Florent Boissonneault vivote à Montréal dans un emploi qu’il n’aime pas. Un beau jour, il est contacté par un vieil homme mystérieux qui répond au nom d’Egon Ratablavasky. Celui-ci lui dit qu’il peut l’aider à acquérir le fameux restaurant la Binerie dans le quartier du Plateau-Mont Royal. Après quelques hésitations, Florent se lance dans cette aventure. Mais il s’avérera plus tard que les intentions de Ratablavasky sont loin d’être claires.
Le matou est un roman difficile à classer. Je le rapprocherais volontiers du conte. L’enchaînement des péripéties est haletant et donne envie d’en savoir plus. Difficile de lâcher le livre une fois qu’on est bien installé dans l’intrigue. Yves Beauchemin est très talentueux pour captiver le lecteur. L’ambiance du roman n’est pas spécialement joyeuse, c’est l’histoire d’un homme qui essaie de s’en sortir avec sa femme et ses amis malgré les embûches qu’il rencontre. Les moments de bonheur ne sont que fugaces entre les mauvais coups, la volonté de destruction et la mort. Mais comme dans tout conte qui se respecte, tout est bien qui finit bien. Les héros sont très attachants même s’ils ne sont pas toujours exemplaires.

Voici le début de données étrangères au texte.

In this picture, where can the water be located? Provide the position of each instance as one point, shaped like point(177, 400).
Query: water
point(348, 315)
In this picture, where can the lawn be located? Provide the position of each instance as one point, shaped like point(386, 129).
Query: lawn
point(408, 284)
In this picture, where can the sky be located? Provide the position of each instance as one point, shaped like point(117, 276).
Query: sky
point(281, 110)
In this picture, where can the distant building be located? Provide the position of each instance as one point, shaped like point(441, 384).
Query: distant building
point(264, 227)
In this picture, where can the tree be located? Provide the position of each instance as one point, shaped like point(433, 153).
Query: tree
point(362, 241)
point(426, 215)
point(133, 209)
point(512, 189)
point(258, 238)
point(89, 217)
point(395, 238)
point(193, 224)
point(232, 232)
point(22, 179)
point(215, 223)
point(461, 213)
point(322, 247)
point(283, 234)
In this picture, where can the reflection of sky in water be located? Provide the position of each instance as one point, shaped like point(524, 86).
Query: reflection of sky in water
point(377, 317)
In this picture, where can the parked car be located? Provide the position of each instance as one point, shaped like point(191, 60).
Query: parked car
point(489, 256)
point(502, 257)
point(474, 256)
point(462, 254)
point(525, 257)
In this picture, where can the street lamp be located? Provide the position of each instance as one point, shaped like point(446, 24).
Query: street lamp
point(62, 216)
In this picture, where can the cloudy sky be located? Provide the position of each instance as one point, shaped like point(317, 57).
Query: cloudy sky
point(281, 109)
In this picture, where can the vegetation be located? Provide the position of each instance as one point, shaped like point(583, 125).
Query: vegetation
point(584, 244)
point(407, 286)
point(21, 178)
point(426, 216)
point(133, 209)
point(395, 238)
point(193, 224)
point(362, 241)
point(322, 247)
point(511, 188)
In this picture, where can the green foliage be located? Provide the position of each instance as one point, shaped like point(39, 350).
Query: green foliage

À noter tout de même que certains personnages sont proches de la caricature comme Picquot le volubile cuisinier français (une grande gueule) et Lipskin, le juif âpre au gain. Mais si on considère que Le Matou est un conte, les traits sont alors volontairement grossis.
On peut trouver une certaine valeur symbolique au roman. C’est la vie de Québécois francophones qui prennent en main leur destin, entre la misère sociale d’un quartier pauvre de Montréal et les ambitions d’un jeune homme qui rêve de richesse et de succès en affaires. Même si les héros finissent par triompher de leurs ennemis, la morale de l’histoire est en demi-teinte : pour réussir, il faut systématiquement emprunter des chemins peu recommandables et arnaquer son prochain. Voilà donc un conte bien ancré dans la réalité.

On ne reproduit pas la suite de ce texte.